Six months before the Iranian presidential election, Joe Biden’s victory in the United States could affect the vote in Iran, where hopes of resuming negotiations on the nuclear deal have led to enthusiasm from moderates and even some hardliners. But analysts expect that any future talks would be troublesome.
Iranians eagerly awaited the presidential results on November 3. After four years of the Trump administration’s “maximum pressure” policy, Biden’s victory could pave the way for a softer stance on both sides. In theory, it would put the lifting of US sanctions on the cards.
Biden has promised a “credible path back to diplomacy” with Tehran when he enters the White House in January. He said he wanted to return to the 2015 agreement signed by his then boss, Barack Obama, but as a “starting point for follow-up negotiations” and provided Iran follows its austerity measures closely.
In Iran, many believe that Biden’s victory will have consequences for the future of their country, which will elect a new president in May when incumbent Hassan Rouhani reaches his time limit. Many analysts believe that a less hawkish US president could favor the moderate camp in Iranian politics, which favors diplomatic engagement with Washington.
The American people have spoken.
And the world is watching to see if the new leaders will abandon the catastrophic lawless bullying of the outgoing regime – and accept multilateralism, cooperation and respect for the law.
Deeds mean the most
Iran’s record: dignity, interest and responsible diplomacy.
– Javad Zarif (@JZarif) November 8, 2020
“If the United States and Iran start negotiations, Iranian voters will see the possibility of an agreement and it could strengthen the moderates,” said Thierry Coville, an Iranian specialist at the French Institute for International and Strategic Affairs (IRIS) in Paris.
But “the time frame is short,” warned Coville. “The Iranian election will take place in May, just four months after Biden takes office.”
Since Washington reintroduced sanctions after Donald Trump withdrew the United States from the deal in May 2018, Iran has been hit by a serious economic crisis, exacerbated by the Covid-19 pandemic. The country is one of the hardest hit by the virus outbreak, with an official death toll of 37,000, which analysts believe is significantly higher.
The moderate camp lost the credibility of many voters when it promised a bright future facilitated by an end to US sanctions, only for Trump to withdraw from the deal.
Risk that “things go to the side”
Rouhani is considered a centrist, but closer to the reformist wing in light of his signing of the Iran deal.

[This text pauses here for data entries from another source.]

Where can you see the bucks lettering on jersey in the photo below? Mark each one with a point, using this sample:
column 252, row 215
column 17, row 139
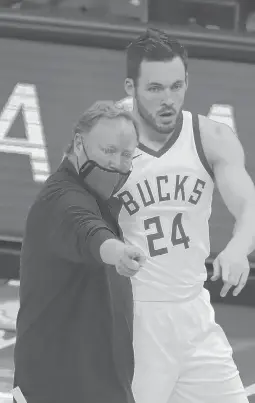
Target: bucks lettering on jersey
column 166, row 208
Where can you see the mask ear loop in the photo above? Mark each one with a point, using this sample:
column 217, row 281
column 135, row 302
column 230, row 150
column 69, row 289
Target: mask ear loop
column 85, row 152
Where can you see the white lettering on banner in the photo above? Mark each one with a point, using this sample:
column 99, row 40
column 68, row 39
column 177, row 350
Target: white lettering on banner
column 24, row 98
column 223, row 114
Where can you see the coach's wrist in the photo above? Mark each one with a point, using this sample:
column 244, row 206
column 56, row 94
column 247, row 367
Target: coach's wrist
column 111, row 250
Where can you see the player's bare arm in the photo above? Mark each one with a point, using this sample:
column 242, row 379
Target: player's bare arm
column 226, row 156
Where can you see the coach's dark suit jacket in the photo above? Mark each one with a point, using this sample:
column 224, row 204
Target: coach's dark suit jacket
column 74, row 327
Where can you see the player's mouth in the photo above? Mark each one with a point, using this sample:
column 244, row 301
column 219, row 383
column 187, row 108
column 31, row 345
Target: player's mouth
column 167, row 115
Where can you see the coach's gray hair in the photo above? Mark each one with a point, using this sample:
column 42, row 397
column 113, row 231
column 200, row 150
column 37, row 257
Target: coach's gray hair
column 99, row 110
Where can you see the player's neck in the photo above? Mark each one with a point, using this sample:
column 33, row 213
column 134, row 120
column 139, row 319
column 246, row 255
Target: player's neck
column 152, row 139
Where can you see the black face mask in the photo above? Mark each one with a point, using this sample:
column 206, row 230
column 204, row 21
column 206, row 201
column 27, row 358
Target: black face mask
column 105, row 182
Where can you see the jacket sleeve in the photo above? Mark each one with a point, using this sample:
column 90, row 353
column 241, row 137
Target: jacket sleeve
column 77, row 229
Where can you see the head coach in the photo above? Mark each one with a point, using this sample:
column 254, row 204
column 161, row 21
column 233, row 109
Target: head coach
column 74, row 326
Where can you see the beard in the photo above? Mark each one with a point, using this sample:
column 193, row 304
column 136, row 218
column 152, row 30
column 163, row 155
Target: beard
column 151, row 121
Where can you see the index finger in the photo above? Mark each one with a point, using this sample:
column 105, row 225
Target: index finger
column 241, row 284
column 225, row 289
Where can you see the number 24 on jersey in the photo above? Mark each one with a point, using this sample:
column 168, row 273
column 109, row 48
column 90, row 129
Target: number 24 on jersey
column 178, row 236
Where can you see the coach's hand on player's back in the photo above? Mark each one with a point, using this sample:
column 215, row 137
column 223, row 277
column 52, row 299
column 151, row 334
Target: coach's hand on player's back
column 233, row 267
column 127, row 259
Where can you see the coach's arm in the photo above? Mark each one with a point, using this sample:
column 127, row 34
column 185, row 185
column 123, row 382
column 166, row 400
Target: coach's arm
column 78, row 233
column 226, row 157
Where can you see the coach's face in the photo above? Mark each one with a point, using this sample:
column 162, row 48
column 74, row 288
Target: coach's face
column 159, row 93
column 111, row 143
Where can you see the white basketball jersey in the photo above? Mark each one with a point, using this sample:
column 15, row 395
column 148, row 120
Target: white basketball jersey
column 166, row 208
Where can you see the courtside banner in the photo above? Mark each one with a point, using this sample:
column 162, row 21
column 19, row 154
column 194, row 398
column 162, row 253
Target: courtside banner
column 44, row 88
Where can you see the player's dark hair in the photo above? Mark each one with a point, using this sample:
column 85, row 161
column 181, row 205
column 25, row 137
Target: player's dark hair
column 153, row 45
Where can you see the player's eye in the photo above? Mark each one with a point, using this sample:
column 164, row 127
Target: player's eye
column 108, row 150
column 154, row 89
column 177, row 86
column 127, row 155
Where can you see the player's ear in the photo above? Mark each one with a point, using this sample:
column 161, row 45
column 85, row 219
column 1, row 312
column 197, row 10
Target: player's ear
column 187, row 81
column 129, row 87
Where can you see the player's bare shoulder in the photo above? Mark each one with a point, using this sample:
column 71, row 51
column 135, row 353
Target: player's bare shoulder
column 219, row 141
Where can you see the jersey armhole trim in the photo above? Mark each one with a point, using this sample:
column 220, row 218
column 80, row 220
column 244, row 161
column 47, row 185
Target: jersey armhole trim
column 199, row 146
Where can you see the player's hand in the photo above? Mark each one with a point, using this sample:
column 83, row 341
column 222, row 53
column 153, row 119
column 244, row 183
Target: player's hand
column 131, row 259
column 233, row 267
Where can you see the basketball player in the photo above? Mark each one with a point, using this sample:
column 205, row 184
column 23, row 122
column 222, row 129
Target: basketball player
column 181, row 354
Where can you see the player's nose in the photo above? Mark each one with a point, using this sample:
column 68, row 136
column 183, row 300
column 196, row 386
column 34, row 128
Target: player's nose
column 115, row 162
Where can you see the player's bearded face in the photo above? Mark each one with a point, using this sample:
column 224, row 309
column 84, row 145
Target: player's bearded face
column 160, row 93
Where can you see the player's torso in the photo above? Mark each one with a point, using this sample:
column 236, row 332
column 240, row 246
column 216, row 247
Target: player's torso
column 166, row 207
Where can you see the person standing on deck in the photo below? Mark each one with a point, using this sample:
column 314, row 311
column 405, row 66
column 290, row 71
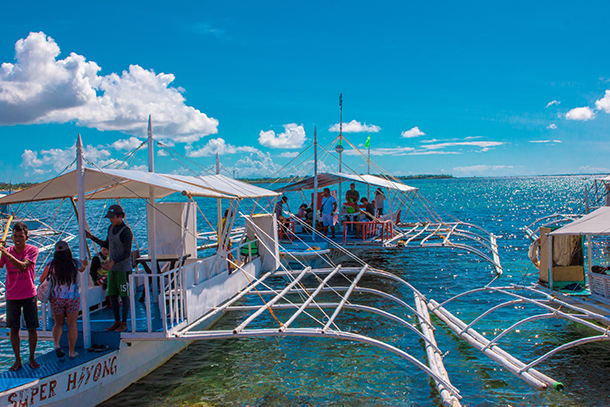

He said Biden’s victory was a chance for the United States to “compensate for its mistakes”.
Iranian Foreign Minister Mohammad Javad Zarif wrote on Twitter: “The world is watching to see if the new leaders will abandon the catastrophic lawless bullying of the outgoing regime – and accept multilateralism, cooperation and respect for the law.”
Coville estimated that the Biden administration would facilitate some of the embargo measures. “When Biden takes over the presidency, many of the Obama administration, including former State Department officials who negotiated the 2015 agreement, are likely to return this week,” he said.
“A possible scenario that I see as a first step would be for the United States to allow the purchase of Iranian oil and the sale of anticoron virus drugs to the country – and Iranian officials would probably not refuse such offers,” he continued.
However, it is difficult to put the nuclear agreement back together. The United States has long liked Iran’s interference in other countries in the Middle East, especially its support from militias in Iraq, Syria, Lebanon and Yemen.
However, Iran will not easily forgive the United States for killing Qassem Suleimani – the brain that led Quds Force, the Revolutionary Guard’s special ops unit.
Tehran has begun working through its nuclear program since Trump withdrew from the deal: Currently, uranium stocks are almost eight times the limit of the deal. At the same time, the UN embargo on the sale of conventional weapons to Iran has expired.
At the domestic level, Biden would need to justify reducing sanctions for the Hawk faction within his own party – not to mention a Senate that is likely to remain under Republican control.
The United States may try to take advantage of Iran’s weakened economic conditions to try to recreate the nuclear deal.
But any “follow-up negotiations” that Biden can try – likely to include talks on Iran’s ballistic missile program and interference in other Middle Eastern states through support for armed groups – are expected to be full.
“As soon as you start opening something[. . .]you complicate it and by definition you are in a lengthy negotiation and you risk seeing things set aside during that period, ”Robert Malley, former Middle East director at the White House Obama, now head of the International Crisis Group, told the Financial Times.
This article has been translated from the original into French.